En plus de miser sur ces principes fondamentaux, le modèle cherche à combattre activement les iniquités systémiques et les préjugés en reconnaissant leurs effets néfastes sur les paramètres de santé. Trois strates concentriques représentent les principes fondamentaux et l’évolution dynamique des valeurs, des connaissances et des compétences requises pour redéfinir l’excellence des soins de santé. La première strate, qui entoure le cœur du schéma, regroupe ses 4 piliers fondamentaux: antiracisme, antioppression, sécurisation culturelle et justice sociale. L’antiracisme est un pilier clé puisqu’il conteste la perpétuation des structures et des pratiques racistes dans les systèmes de soins de santé1,13,14. Il s’agit d’une compétence fondamentale. L’anti-oppression reconnaît et corrige les répercussions négatives des structures de pouvoir et des biais institutionnels sur la perpétuation des diverses formes d’oppression. La sécurisation culturelle concerne l’influence de la culture sur les expériences de soins15 et la justice sociale défend l’équité et un accès égalitaire16. Ces piliers constituent le cadre éthique qui maintient les pratiques médicales à l’abri de toutes formes de préjugés, de discrimination et d’injustice systémique, y compris le racisme, l’antisémitisme, les mouvements antimusulmans ou anti-2ELGBTQIA+, le sexisme et le capacitisme. En s’intéressant aux déterminants sociaux de la santé et en faisant la promotion de soins équitables, les médecins peuvent atténuer les disparités en matière de santé et améliorer les résultats chez la patientèle. Voir annexe 1, accessible ici: www.cmaj.ca/lookup/doi/10.1503/cmaj.231273/tab-related-content, pour un glossaire (en anglais) des termes pertinents.
La strate suivante est la « strate dynamique » qui intègre des thèmes transversaux et des concepts émergents en un schéma adaptable aux divers contextes locaux et mondiaux de formation et de pratique. Cette strate se caractérise par sa capacité unique d’adaptation à différents contextes. Elle peut donner aux médecins le pouvoir d’adapter les compétences et thèmes émergents aux besoins et à la dynamique particulière des différents milieux de soins et contextes de pratique. Par exemple, l’intelligence artificielle (IA), les technologies numériques, l’équité en matière de santé et la santé planétaire sont des enjeux qui pourraient être abordés au niveau de la « strate dynamique ». Le schéma invite à réfléchir à la portée de la littératie numérique lorsqu’il est question des technologies émergentes comme l’IA. Même si elle recèle la promesse d’une amélioration des soins, l’IA présente également des risques inhérents et parfois contraires aux nobles principes d’humanité partagée et de compassion inclusive17,18. Positionnée en tant que moteur d’innovation, la « strate dynamique » possède la capacité d’intégrer les plus récents progrès et les enjeux critiques essentiels à une pratique médicale moderne. Cette modélisation stratégique est gage de la pertinence et de l’applicabilité du schéma dans tout un éventail de systèmes de santé ou de contextes géographiques et remet aux médecins le pouvoir de répondre avec efficacité aux besoins changeants de leur communauté. Avec sa flexibilité et son adaptabilité uniques, la « strate dynamique » ne fait pas qu’ajouter un degré de sophistication au schéma, elle en améliore aussi la souplesse bien au-delà des limites statiques du référentiel Can-MEDS actuel.

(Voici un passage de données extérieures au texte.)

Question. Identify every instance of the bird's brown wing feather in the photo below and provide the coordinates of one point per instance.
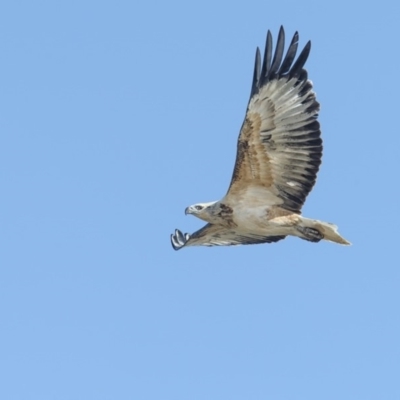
(279, 146)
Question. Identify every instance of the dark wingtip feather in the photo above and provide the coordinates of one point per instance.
(256, 73)
(275, 66)
(301, 60)
(267, 55)
(276, 62)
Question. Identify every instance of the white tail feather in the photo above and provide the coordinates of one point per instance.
(330, 231)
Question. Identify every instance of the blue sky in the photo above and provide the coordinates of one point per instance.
(115, 117)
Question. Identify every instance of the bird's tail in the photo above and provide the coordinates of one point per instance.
(327, 231)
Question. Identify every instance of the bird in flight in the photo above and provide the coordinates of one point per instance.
(279, 152)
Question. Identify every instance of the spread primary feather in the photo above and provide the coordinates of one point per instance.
(278, 156)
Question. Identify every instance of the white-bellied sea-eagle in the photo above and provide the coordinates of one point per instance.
(279, 152)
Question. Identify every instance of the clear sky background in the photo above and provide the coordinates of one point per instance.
(115, 116)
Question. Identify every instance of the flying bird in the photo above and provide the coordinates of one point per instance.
(278, 156)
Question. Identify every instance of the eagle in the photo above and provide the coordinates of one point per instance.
(279, 152)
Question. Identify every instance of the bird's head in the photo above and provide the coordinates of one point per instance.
(204, 211)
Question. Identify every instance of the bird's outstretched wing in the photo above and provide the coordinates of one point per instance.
(279, 147)
(218, 235)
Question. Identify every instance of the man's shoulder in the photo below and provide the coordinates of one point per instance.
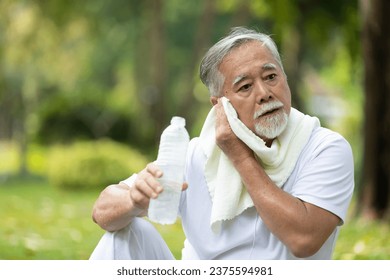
(323, 139)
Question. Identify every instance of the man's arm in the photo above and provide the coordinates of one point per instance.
(301, 226)
(118, 204)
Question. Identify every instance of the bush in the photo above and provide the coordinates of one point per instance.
(92, 165)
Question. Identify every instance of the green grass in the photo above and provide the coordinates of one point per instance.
(40, 222)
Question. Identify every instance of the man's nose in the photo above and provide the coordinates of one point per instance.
(262, 94)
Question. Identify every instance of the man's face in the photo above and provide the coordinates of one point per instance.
(257, 88)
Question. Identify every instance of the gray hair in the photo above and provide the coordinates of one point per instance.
(209, 73)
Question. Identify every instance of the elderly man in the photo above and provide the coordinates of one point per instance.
(265, 181)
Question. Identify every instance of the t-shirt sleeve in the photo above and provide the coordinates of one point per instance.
(326, 178)
(130, 181)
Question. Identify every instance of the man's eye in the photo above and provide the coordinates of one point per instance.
(271, 77)
(245, 87)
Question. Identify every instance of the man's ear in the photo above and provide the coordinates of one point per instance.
(214, 100)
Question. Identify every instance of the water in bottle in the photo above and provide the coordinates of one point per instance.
(171, 160)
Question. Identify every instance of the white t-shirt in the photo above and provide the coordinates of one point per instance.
(323, 176)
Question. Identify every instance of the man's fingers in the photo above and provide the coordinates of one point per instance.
(154, 170)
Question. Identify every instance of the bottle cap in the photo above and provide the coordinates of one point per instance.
(178, 121)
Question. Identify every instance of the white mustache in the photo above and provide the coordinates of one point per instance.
(267, 107)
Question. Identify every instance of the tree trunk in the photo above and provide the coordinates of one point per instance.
(376, 162)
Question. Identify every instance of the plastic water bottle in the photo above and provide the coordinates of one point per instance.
(171, 160)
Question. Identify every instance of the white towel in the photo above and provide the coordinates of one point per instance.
(229, 195)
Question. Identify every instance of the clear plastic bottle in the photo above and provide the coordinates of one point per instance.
(171, 160)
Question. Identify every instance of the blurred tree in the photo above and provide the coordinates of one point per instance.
(375, 196)
(120, 69)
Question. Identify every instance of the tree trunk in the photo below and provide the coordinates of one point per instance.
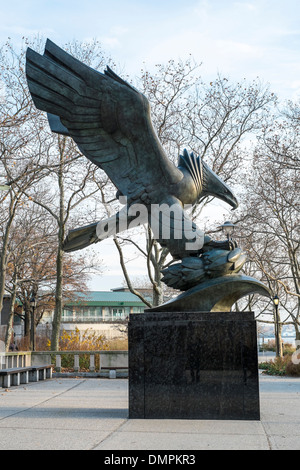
(10, 324)
(59, 261)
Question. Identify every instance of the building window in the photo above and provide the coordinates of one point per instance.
(118, 313)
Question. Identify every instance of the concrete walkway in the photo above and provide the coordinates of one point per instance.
(61, 414)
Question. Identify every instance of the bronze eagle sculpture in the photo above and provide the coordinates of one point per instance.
(110, 122)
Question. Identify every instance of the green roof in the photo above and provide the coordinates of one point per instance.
(107, 298)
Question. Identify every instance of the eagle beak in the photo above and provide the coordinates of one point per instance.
(214, 186)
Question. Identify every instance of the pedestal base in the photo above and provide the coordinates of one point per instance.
(193, 365)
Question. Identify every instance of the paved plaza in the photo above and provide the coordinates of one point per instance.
(92, 414)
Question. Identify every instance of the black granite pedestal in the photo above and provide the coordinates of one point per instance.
(193, 365)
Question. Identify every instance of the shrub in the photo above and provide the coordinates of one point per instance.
(277, 366)
(75, 341)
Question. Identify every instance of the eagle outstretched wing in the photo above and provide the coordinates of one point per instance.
(107, 118)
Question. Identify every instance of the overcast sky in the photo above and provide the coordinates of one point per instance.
(240, 39)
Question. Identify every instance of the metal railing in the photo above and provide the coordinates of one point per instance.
(106, 360)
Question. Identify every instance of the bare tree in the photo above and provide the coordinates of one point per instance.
(212, 120)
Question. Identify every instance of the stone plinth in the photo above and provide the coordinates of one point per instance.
(193, 365)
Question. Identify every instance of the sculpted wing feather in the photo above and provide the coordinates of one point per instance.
(107, 118)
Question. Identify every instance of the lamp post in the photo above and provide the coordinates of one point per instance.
(278, 348)
(33, 329)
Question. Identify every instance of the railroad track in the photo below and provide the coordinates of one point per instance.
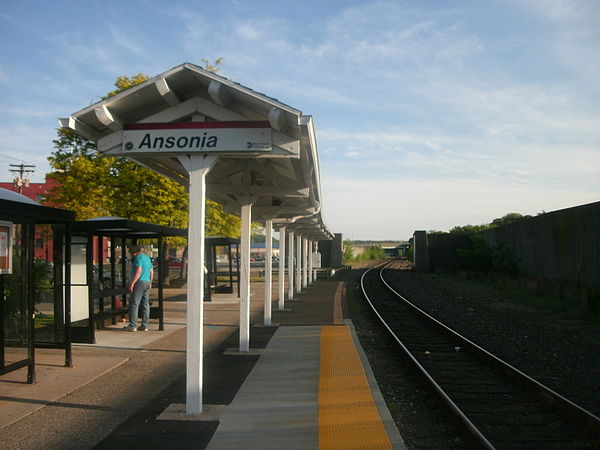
(499, 406)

La strate extérieure représente l’identité transformée du corps médical orientée vers l’action qui émerge comme conséquence directe des valeurs et des piliers fondamentaux du modèle. Elle indique un changement dans la façon dont les médecins perçoivent et assument leur rôle et leurs responsabilités de soignants. Engagés envers l’action, les médecins peuvent servir de catalyseurs pour un changement en profondeur des systèmes de santé. Le modèle reconnaît la diversité et l’occasionnelle divergence des valeurs dans le monde; des tensions existent entre les pratiques de guérison traditionnelles et la médecine occidentale dans certaines communautés. En s’intéressant à ce fossé, le modèle promeut une approche nuancée à l’expertise médicale en intégrant un plus vaste éventail de systèmes et de points de vue. L’approche inclusive reflète une vision « binoculaire19 » qui analyse de façon équilibrée des points de vue et des systèmes de savoir différents, ce qui est central pour un environnement médical plus inclusif et compatissant. En plus d’enrichir et d’élargir le rôle classique de « l’expert médical », le modèle reconnaît l’importance cruciale de l’expertise médicale dans sa définition et de la contribution distinctive des médecins aux soins de santé, tout en attribuant une valeur égale à toutes les composantes de l’identité de la profession. Ce changement de paradigme met l’accent sur les notions de fluidité, d’intégration et d’harmonisation qui vont de pair avec l’expertise médicale et les multiples rôles assumés simultanément. En dernier lieu, le schéma aspire à créer une identité médicale orientée vers l’action en transformant des rôles statiques en des rôles actifs et en encourageant les médecins à évoluer constamment et à servir d’agents de changement dans leurs environnements cliniques, leurs systèmes de santé et la société en général (figure 1B).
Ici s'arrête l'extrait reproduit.